Beni swallowed a bite and shrugged. "I did not have to say anything. He knew who I was."
She shook her head. "Then why all this nonsense about pain tolerance and such? Why did you want to do it in the kitchen?"
"Because I was hungry."
"You're unbelievable."
Beni smirked at her shocked and vaguely irritated expression. "Give me back that necklace. I'm not giving you Marie Antoinette's necklace for doing something I could have done myself."
He scoffed so loudly he choked on his fig, and somehow manage to chuckle condescendingly between fits of coughing.
"You think you could have done that?"
She was taken aback. "Well, I could have asked him as well as you did. Kareem's a trustworthy fellow - "
"Kareem thinks you're a drunken idiot just as much as Ali and Gafar do. The only reason he told me anything was because I am Major Gabor."

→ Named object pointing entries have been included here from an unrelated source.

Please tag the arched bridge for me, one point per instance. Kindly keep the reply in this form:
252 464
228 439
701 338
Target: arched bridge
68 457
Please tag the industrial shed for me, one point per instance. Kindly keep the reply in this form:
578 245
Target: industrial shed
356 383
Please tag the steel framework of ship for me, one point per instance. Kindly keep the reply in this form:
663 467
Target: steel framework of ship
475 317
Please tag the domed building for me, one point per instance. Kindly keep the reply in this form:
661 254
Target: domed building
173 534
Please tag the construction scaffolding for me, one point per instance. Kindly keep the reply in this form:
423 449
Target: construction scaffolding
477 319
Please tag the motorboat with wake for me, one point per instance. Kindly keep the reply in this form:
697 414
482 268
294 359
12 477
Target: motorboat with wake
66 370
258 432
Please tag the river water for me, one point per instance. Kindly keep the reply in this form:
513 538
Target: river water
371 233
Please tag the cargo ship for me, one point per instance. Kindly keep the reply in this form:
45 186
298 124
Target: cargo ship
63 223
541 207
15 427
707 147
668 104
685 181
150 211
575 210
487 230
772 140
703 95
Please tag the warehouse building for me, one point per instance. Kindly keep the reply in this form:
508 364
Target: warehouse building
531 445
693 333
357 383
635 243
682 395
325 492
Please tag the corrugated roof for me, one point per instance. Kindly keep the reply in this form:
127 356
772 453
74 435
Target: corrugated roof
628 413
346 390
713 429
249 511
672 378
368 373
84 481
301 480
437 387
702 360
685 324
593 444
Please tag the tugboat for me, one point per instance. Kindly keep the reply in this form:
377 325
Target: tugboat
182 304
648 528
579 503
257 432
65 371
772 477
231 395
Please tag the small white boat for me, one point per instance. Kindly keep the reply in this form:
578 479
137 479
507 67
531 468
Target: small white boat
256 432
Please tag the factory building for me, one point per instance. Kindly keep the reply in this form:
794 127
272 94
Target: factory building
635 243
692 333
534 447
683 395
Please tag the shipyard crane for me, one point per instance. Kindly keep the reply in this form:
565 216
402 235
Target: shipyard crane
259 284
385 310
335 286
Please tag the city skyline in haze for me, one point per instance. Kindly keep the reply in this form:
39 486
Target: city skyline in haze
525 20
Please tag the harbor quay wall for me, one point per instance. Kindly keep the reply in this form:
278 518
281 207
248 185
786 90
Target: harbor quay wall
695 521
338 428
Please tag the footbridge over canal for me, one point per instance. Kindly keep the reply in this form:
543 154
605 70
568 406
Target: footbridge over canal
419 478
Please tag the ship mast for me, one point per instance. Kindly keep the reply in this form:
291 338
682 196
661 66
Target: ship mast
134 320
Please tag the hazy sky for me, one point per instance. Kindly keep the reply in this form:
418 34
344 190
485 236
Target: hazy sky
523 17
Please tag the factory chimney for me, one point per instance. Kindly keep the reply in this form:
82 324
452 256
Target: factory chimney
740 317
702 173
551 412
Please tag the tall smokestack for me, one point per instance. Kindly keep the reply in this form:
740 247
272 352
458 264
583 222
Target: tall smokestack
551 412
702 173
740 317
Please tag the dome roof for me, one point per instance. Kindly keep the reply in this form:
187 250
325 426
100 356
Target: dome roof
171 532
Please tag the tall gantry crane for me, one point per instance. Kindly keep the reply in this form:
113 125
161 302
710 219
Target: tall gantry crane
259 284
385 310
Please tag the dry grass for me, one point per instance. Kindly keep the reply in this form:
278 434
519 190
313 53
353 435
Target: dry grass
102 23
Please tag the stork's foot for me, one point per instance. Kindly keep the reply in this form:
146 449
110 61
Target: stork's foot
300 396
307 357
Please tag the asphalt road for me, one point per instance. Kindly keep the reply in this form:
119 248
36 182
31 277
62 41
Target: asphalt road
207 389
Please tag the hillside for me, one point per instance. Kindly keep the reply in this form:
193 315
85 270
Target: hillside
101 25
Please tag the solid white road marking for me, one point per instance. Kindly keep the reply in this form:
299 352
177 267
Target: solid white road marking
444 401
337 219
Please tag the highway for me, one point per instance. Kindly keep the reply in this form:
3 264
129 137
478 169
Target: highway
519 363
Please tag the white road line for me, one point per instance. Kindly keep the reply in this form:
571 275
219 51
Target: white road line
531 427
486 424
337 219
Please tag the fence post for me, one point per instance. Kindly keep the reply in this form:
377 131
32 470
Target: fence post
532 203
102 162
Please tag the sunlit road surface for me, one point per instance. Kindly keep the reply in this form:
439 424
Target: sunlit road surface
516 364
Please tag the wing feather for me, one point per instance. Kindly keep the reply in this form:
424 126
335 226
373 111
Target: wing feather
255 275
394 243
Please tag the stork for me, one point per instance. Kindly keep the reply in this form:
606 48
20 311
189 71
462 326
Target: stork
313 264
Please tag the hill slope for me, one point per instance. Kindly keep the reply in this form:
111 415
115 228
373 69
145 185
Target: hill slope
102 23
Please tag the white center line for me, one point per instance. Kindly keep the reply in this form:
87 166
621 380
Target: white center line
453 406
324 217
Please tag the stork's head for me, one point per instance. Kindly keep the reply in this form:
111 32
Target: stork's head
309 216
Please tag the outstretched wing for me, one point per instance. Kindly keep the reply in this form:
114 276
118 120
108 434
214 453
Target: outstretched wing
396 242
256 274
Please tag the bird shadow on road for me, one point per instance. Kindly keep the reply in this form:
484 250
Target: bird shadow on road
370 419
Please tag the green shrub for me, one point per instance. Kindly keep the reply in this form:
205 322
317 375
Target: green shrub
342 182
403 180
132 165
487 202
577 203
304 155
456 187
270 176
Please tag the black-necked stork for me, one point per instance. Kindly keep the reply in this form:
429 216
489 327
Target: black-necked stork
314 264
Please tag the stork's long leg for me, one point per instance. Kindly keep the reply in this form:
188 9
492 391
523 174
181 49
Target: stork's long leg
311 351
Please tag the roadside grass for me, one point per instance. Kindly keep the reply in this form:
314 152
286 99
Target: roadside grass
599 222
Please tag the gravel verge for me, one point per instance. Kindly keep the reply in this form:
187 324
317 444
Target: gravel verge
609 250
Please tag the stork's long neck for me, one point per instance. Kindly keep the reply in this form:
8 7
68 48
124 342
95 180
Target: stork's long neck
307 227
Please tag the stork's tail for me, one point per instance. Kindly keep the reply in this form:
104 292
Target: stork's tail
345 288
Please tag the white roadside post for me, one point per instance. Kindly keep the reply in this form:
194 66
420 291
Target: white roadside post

Jemima stared into his eyes steadily, a strange expression coming over her usually charming face. She ran her tongue over her lips thoughtfully, and glanced at her bare feet on the floor for the sliver of a moment before flitting up to his with an entirely new expression. She closed the distance between them and kissed him hard. He put his fig down and busied himself with untying her robe.
"You're going to come back, aren't you?" she asked breathlessly. "They've no respect for me at all, but they'll have to start listening if you're here."